Prometheus
Prometheus is a popular open-source monitoring and alerting system. The Step Prometheus plugin exposes measurements and metrics at a scrape endpoint that Prometheus polls at regular intervals.
In addition to Step execution data, the plugin also exposes JVM and Jetty metrics for internal controller monitoring. Note that while not directly related to this plugin, other Step components such as the Grid proxy and Java agents can also expose these metrics to Prometheus via their own configuration.
Enabling the plugin
The Prometheus plugin is enabled by default. No step.properties entry is required to activate it.
Configuring Prometheus
Install Prometheus following the official instructions. Add the Step scrape job to prometheus.yml:
scrape_configs:
- job_name: 'YOUR_STEP_JOB_NAME'
static_configs:
- targets: ['CONTROLLER_URL']
Replace CONTROLLER_URL with the host and port of your Step controller (e.g. localhost:8080). The plugin exposes data at CONTROLLER_URL/metrics — the default metrics_path does not need to be changed.

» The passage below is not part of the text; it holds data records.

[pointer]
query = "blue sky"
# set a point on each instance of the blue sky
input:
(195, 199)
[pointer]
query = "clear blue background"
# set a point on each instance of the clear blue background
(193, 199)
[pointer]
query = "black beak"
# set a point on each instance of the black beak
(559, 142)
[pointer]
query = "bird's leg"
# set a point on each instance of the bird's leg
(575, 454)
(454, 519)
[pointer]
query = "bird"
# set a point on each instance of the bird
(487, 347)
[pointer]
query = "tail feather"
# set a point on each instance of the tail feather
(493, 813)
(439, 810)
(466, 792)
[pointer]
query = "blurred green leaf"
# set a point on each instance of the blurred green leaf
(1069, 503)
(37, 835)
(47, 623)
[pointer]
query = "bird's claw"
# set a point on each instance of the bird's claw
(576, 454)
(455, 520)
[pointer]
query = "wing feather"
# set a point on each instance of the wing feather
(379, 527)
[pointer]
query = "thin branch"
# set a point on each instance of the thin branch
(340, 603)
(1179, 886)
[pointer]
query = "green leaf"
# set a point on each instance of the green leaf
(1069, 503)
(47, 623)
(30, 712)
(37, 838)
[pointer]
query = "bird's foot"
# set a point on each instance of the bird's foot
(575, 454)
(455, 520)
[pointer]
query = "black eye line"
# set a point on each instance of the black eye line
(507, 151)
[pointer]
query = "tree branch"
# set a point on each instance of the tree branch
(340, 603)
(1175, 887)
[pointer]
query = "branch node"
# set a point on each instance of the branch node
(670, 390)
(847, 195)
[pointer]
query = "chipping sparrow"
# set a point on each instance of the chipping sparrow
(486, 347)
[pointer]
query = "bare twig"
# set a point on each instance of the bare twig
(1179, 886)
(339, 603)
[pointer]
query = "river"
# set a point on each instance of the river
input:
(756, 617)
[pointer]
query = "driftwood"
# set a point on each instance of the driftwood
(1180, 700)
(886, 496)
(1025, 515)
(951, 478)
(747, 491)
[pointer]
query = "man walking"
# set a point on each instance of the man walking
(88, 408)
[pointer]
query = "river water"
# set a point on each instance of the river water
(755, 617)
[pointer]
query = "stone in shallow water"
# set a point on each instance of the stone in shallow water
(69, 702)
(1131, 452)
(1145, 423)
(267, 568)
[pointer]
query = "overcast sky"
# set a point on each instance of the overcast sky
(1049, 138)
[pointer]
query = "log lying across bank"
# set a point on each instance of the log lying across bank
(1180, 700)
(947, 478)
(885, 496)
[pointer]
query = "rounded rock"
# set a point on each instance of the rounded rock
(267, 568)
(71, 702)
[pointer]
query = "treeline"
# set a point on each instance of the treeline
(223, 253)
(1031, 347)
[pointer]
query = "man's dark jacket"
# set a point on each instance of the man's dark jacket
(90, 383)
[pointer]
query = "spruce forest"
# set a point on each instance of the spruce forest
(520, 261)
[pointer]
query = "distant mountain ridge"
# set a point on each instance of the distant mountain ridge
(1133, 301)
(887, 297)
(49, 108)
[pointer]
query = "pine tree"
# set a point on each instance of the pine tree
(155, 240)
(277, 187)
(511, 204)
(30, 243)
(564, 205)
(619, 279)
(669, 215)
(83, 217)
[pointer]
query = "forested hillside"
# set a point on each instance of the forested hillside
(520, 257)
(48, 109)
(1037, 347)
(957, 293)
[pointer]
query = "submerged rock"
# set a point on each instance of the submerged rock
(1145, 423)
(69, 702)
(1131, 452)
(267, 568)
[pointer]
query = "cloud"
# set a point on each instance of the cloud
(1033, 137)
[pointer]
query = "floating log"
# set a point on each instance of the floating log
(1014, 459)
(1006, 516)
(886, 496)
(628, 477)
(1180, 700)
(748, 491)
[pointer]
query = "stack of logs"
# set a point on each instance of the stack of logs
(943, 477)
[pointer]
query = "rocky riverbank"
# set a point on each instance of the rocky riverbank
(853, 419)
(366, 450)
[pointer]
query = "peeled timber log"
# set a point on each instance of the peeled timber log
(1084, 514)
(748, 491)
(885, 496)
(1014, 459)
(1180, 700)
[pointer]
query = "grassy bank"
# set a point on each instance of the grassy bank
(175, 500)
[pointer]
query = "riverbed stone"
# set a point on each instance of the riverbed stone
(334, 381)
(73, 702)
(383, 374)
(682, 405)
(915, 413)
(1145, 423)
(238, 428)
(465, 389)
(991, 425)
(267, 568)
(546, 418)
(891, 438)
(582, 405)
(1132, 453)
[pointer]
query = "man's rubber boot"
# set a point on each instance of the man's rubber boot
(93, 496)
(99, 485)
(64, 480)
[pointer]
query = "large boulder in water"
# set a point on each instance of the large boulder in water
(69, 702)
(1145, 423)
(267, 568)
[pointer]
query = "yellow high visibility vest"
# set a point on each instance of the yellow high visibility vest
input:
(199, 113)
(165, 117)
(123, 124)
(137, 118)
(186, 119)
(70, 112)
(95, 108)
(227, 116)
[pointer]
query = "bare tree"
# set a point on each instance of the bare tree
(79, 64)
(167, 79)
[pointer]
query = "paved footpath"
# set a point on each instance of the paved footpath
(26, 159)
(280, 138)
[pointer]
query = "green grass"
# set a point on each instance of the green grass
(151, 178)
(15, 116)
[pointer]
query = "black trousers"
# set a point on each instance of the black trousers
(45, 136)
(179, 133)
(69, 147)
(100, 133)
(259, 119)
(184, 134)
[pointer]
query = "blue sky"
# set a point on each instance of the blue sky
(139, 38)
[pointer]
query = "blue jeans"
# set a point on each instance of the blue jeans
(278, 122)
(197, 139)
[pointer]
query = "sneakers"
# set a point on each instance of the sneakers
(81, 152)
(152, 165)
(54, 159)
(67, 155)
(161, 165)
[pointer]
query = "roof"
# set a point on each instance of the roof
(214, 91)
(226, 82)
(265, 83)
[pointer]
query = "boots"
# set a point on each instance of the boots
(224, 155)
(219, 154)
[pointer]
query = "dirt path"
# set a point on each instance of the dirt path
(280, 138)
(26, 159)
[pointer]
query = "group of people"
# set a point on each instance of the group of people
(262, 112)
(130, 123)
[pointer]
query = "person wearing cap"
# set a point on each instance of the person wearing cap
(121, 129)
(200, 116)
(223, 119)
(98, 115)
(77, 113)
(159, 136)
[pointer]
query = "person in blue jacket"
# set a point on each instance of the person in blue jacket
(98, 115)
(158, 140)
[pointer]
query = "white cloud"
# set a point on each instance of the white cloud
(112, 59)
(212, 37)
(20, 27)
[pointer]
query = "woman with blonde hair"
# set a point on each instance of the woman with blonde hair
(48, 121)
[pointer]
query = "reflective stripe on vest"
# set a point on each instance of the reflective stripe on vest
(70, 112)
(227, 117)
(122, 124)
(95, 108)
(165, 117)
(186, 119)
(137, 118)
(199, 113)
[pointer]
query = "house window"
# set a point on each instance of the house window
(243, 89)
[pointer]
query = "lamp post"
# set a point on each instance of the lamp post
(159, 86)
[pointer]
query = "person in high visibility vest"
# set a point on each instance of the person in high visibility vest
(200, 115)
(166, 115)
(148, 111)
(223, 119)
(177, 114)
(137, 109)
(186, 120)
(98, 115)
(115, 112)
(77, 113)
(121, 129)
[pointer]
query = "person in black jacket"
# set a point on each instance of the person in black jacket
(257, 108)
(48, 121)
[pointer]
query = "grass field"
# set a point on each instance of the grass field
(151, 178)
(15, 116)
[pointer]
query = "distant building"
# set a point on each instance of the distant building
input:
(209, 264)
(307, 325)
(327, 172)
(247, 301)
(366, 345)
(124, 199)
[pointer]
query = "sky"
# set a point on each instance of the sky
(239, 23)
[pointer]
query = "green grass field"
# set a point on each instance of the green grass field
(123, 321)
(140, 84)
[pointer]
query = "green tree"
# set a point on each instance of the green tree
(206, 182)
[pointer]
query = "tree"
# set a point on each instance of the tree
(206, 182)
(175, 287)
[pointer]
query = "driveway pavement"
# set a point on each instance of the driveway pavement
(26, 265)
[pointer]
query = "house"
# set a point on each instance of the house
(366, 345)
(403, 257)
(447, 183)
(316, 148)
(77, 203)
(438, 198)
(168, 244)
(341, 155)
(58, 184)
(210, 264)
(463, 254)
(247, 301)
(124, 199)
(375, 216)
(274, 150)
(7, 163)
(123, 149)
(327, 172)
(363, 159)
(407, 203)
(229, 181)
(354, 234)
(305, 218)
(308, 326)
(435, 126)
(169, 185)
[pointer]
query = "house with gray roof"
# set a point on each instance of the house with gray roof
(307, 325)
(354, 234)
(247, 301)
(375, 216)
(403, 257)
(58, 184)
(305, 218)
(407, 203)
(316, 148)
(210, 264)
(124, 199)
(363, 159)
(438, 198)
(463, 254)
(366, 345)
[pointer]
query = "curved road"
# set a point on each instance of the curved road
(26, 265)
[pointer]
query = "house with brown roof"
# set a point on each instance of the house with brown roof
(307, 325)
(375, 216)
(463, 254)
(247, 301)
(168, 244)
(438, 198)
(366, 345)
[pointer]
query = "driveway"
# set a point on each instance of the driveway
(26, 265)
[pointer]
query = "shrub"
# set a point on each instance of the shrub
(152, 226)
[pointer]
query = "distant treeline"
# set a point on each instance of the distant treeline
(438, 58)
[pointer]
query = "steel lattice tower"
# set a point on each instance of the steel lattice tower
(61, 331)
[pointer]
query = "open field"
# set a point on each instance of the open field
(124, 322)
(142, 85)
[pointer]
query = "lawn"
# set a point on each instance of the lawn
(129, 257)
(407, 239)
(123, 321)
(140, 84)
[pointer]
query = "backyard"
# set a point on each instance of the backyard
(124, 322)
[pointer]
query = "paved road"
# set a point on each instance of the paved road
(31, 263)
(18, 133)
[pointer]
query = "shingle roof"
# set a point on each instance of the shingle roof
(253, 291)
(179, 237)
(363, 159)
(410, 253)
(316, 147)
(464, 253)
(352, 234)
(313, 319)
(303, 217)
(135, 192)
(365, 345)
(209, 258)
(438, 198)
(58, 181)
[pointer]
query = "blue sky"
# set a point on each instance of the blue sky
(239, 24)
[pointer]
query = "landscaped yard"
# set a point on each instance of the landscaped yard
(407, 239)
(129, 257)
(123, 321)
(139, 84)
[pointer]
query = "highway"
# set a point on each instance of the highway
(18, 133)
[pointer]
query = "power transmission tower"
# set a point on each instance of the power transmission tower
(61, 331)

The default scrape interval is 15 seconds and can be adjusted in prometheus.yml following the Prometheus documentation.
Native histograms
Measurements and metrics are exported as native Prometheus histograms in addition to the legacy histograms. Predefined bucket configuration is not supported — bucket boundaries are determined natively by Prometheus when using native histograms.
Native histogram support must be enabled on the Prometheus server to use this feature. Refer to the Prometheus feature flags documentation for the required server-side configuration.
Exported labels
The plugin exports two label sets per metric to balance query ergonomics with cardinality:
- Standard labels — low-cardinality fields suitable for grouping and alerting: plan name, task name, measurement name, status, etc.
- High-cardinality labels — additional context for drill-downs: execution ID, execution URL. These are available on a separate label set to avoid impacting Prometheus storage and query performance when not needed.
Once Step is running executions, the data is available at CONTROLLER_URL/metrics and visible in the Prometheus UI at PROMETHEUS_URL/graph.
Time-series cleanup
To prevent unbounded memory growth as execution data accumulates, the plugin periodically removes stale time-series from the in-memory metrics registry. The cleanup delay is measured from the last update to a given series:
| Label set | Default cleanup delay | step.properties key |
|---|---|---|
| Standard labels (no execution ID) | 600 s | plugins.measurements.prometheus.base.cleanup.delay |
| High-cardinality labels (per execution ID) | 70 s | plugins.measurements.prometheus.byExecutionId.cleanup.delay |
The shorter delay for high-cardinality series is intentional: once an execution ends its per-execution series will no longer be updated and can be removed quickly. The longer delay for standard series preserves aggregated data across executions for the duration of a typical Prometheus scrape cycle.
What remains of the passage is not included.